Apart from documentaries and biopics, most films are viewed as works of fiction, so Xu’s unique, “sampling” form of filmmaking challenges people’s definition of truth. As he concluded after watching thousands of hours of tape: “Real life is far more absurd and illogical than any work of art or anything we could ever imagine.” ‘Reality’ Show Xu said both George Orwell’s Nineteen Eighty-Four and the 1998 American movie The Truman Show provided nuggets of inspiration for Dragonfly Eyes. 
 
“In Nineteen Eighty-Four, people still view surveillance with a sense of fear,” Xu said. “But in real life, today, the relationship between ourselves and surveillance has already changed – people are no longer afraid of it; instead they’ve learned to make peace with it, or even use it to their advantage.” The Truman Show, in which the title character learns mid-movie that his entire life is actually a reality TV show being broadcast worldwide, shows just how far surveillance can go.
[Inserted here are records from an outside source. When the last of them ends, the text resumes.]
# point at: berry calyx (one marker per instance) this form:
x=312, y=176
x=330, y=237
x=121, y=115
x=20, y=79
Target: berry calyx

In Xu’s view, the future that The Truman Show prophesied has already come true. “The Truman Show conceived of a possibility, and [Dragonfly Eyes] proves its realization,” Xu told NewsChina. “Human beings have already turned the entire world into a boundless theater, and every one of us seems to have become a Truman” performing on a stage. 
 
The existence of today’s near-omniscient mass surveillance systems, in Xu’s view, provides humans with a new lens through which to understand truth. Throughout the course of human history, people have claimed to witness many bizarre or incredible things, but can do nothing to prove their verity. Xu believes that the security camera network gives humans a chance to record and later view history in its entirety, creating a more accurate version of oral and written historical records. 
 
“In the film, there is a scene in which a passerby is knocked down by a loaded truck and dragged under it,” Xu told The Art Newspaper China, as an example. “We would think that man is definitely done for. But after the truck rolls over him, he gets up and… walks away. 
 
If this scene were in a [typical] movie, it would strike audiences as unrealistic.” The fact that cameras have captured such implausible moments, therefore proving their authenticity beyond a shadow of a doubt, “forces people to reconsider the boundaries of logic and reason,” he added. 
 
“Do you know how many surveillance cameras you passed on your way here?” Xu asked our reporter again, at the end of the interview. 
 
“You leave your house, take a taxi, buy a bottle of water from a convenience store and make a phone call along the way – cameras might be recording your every move, it’s just that you don’t know it.”